2 C_{6}H_{5}O_{2}C_{6}H_{4}OH → 2 C_{6}H_{5}OH + O[C_{6}H_{4}]_{2}CO + CO_{2}
In this conversion, phenol is produced as well as carbon dioxide.

==Salol reaction==
In the salol reaction, phenyl salicylate reacts with o-toluidine in 1,2,4-trichlorobenzene at elevated temperatures to the corresponding amide o-salicylotoluide. Salicylamides are a type of drug.

==Medical==
It has been used as an antiseptic based on the antibacterial activity upon hydrolysis in the small intestine.

It acts as a mild analgesic.

== History ==
The Swiss physician Hermann Sahli (sometimes spelled "Saly") (1856–1933) sought a substitute for sodium salicylate, which was used as a treatment for rheumatoid arthritis but which wasn't tolerated by some patients. So Dr. Sahli asked the Polish chemist and doctor Marceli Nencki of Bern, Switzerland, if he knew of a salicylate compound that lacked sodium salicylate's side effects. Nencki recommended phenyl salicylate, which he had synthesized circa 1883. While Nencki had been investigating how phenyl salicylate behaved in the body, he hadn't published his findings. Meanwhile, the German chemist Richard Seifert (de) (1861–1919), a student of the German chemist Rudolf Wilhelm Schmitt (de) (1830–1898), independently synthesized phenyl salicylate in 1885. In 1885, Seifert accepted a position at the Heyden chemical corporation (de) of Radebeul, Germany, which manufactured salicylic acid.
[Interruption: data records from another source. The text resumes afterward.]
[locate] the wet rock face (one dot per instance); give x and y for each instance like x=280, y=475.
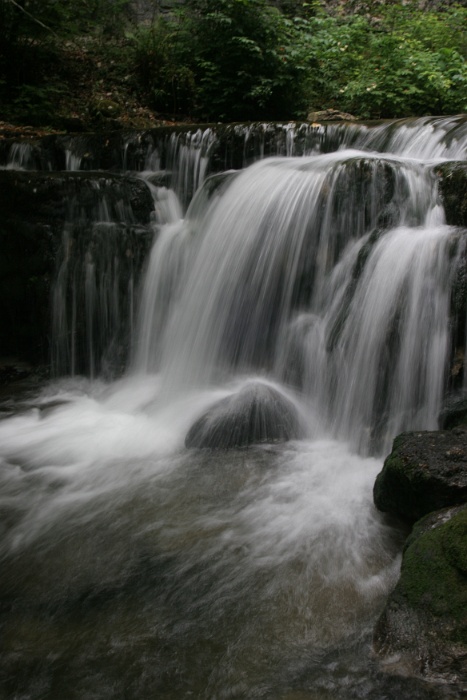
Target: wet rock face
x=453, y=189
x=34, y=209
x=426, y=471
x=256, y=414
x=424, y=624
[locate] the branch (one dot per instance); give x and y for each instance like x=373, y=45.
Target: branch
x=34, y=19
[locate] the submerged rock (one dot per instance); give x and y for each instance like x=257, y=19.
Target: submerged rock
x=424, y=624
x=426, y=471
x=257, y=414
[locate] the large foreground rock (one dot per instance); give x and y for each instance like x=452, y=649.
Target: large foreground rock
x=423, y=629
x=426, y=471
x=258, y=413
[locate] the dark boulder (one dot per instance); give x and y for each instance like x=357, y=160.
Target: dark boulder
x=423, y=628
x=426, y=471
x=35, y=208
x=258, y=413
x=453, y=188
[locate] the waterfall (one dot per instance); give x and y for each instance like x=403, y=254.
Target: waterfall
x=303, y=298
x=351, y=243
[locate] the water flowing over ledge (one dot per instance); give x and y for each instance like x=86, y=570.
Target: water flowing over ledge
x=313, y=264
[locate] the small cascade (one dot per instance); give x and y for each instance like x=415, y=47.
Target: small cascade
x=194, y=517
x=93, y=302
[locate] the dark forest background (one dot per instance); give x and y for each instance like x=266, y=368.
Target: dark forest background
x=77, y=64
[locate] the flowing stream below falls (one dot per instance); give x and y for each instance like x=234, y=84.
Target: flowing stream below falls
x=133, y=567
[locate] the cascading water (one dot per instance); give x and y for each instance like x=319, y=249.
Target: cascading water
x=134, y=567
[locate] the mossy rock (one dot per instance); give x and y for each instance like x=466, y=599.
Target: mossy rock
x=425, y=619
x=426, y=471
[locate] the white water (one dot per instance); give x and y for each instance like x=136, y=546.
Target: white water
x=132, y=567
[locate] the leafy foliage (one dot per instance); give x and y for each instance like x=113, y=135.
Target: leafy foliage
x=408, y=62
x=235, y=60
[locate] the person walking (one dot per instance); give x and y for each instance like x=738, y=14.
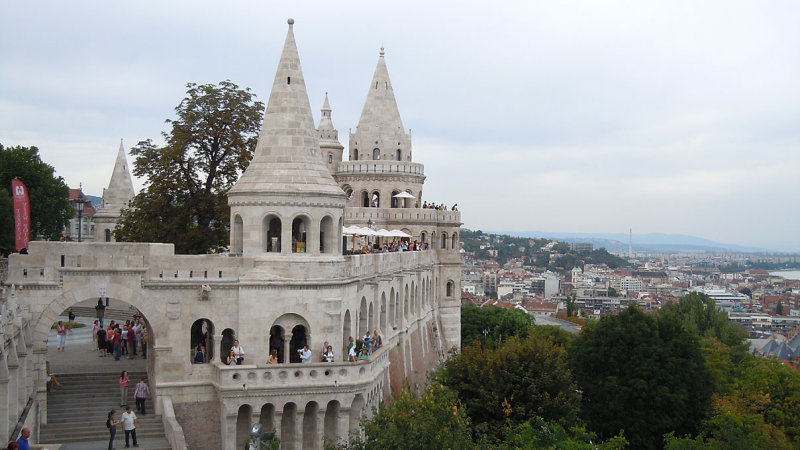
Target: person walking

The United States granted to Nencki and Seifert a patent for the production of phenyl salicylate, whereas Germany granted a patent for its production to Nencki and the Heyden corporation. The Heyden company subsequently sold phenyl salicylate as a pharmaceutical, under the commercial name "Salol", a contraction of "SALicylate of phenOL". Among other applications, Salol was used as an orally administered antiseptic for the small intestine, where the compound is hydrolyzed into salicylic acid and phenol.

==See also==
Phenyl salicylate is used in school laboratory demonstrations on how cooling rates affect crystal size in igneous rocks, and can be used to demonstrate seed crystal selectiveness.